Attraversamento del segnale da sx a dx di Via della Barca.



Dettaglio del tipo di fascette, alluminio e plastica.



Entrata in diagonale sotto la capriata.



Da grattacielo a grattacielo.



Da sotto la capriata a dx, a sotto la capriata a sx.



La diagonale vista prima con segnale dal manufatto sopra al tetto, da dx a sx.



L'altra tesata alta fra i primi due grattacieli ( che in totale sono tre ).

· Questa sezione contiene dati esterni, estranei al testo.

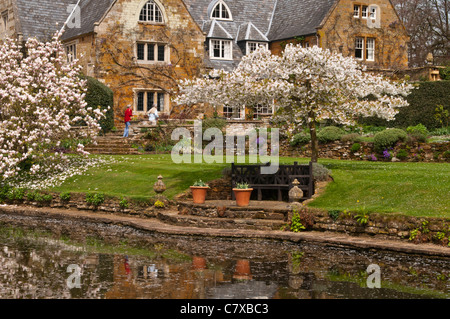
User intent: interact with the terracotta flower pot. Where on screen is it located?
[233,259,252,280]
[191,186,209,204]
[233,188,253,207]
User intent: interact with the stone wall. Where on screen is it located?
[280,141,450,162]
[0,0,19,41]
[289,207,450,246]
[70,0,205,128]
[318,0,409,69]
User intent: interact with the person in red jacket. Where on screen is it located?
[123,105,133,137]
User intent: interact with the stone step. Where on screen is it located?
[157,212,286,230]
[177,202,289,221]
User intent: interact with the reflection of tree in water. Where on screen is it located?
[0,225,450,299]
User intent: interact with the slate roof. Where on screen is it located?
[183,0,338,71]
[268,0,336,41]
[16,0,77,41]
[62,0,116,40]
[16,0,338,70]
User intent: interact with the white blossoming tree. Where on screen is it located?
[175,44,411,162]
[0,35,103,181]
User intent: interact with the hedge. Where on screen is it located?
[82,76,114,133]
[359,81,450,130]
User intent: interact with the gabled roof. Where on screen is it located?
[268,0,338,41]
[62,0,116,40]
[183,0,276,38]
[236,22,269,42]
[16,0,116,41]
[203,20,233,39]
[16,0,77,41]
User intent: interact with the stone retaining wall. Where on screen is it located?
[280,141,450,162]
[288,207,450,246]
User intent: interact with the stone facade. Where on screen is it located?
[0,0,18,41]
[65,0,204,126]
[280,141,450,162]
[317,0,409,70]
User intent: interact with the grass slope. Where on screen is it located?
[49,154,450,218]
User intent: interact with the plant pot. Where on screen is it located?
[191,186,209,204]
[233,188,253,207]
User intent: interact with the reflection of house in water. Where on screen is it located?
[207,280,278,299]
[105,255,231,299]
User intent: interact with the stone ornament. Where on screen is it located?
[153,175,166,194]
[289,179,303,202]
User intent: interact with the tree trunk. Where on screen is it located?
[308,118,319,163]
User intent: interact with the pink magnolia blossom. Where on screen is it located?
[0,34,103,180]
[175,44,412,161]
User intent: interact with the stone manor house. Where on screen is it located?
[0,0,409,122]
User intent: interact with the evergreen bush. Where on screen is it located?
[291,132,311,146]
[82,76,114,133]
[373,128,408,153]
[406,124,430,142]
[358,81,450,130]
[317,126,345,143]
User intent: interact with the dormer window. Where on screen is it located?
[1,10,8,32]
[211,1,232,20]
[361,6,369,19]
[369,7,377,19]
[139,0,164,23]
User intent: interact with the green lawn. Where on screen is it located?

Le andai a restaurare tutte e due, sopra un cestello di un'autoscala di "Tagliavini" grande sempre, a un'altezza da decimo piano, da lassù l'autoscala sembrava quasi un modellino, ed eravamo in tre sopra, il manovratore e io con il collega di tutti i giorni.



Nodo di distribuzione con parabola abusiva.

Probabilmente, il segnale che arriva da sinistra ( montante ), scende giù, incontra un derivatore a due prelievi, uno rimane lì che alimenta l'amplificatore VHF - UHF Siemens da 45 dB del fabbricato, l'altro fuoriesce insieme al montante di uscita, il prelievo va a servire una casa vicina, il montante va oltre a incontrare altri derivatori BOSCH . . .


13 Canne da tre metri, per tre, due da 25 e una da 20, a spinta col grasso e manicotti saldati col mastice bianco, fascette "Legrand", anno 1985.



Purtroppo molte sono già saltateeeeeeee, bisogna arrivarci addosso con l'autoscala prima che si stacchino le ultime tutte in un colpo !!!





Via Gnudi ( BO ), fabbricato originale, con distribuzione TV orizzontale ! ! !


Ci sono 4 scale da 6 appartamenti ciascuna, ogni appartamento ha due prese TV in serie che lo attraversano, la partenza principale è nella scala 3 dove c'è la sottocentrale di fabbricato, l'uscita incontra prima un derivatore a due prelievi da - 10 dB ( CD 12 FR ) alloggiato sul pianerottolo del terzo piano, da lì le due linee vanno in orizzontale e servono i terzi piani, una a sx che fa 10 prese in serie ( 5 app. ), e una a dx che ne fa 6 ( 3 app. ).

Tutte le prese sono uguali: Siemens passanti da - 10 dB in UHF, la prima avrà senz'altro un segnale "robusto", e l'ultima, sicuramente sufficente.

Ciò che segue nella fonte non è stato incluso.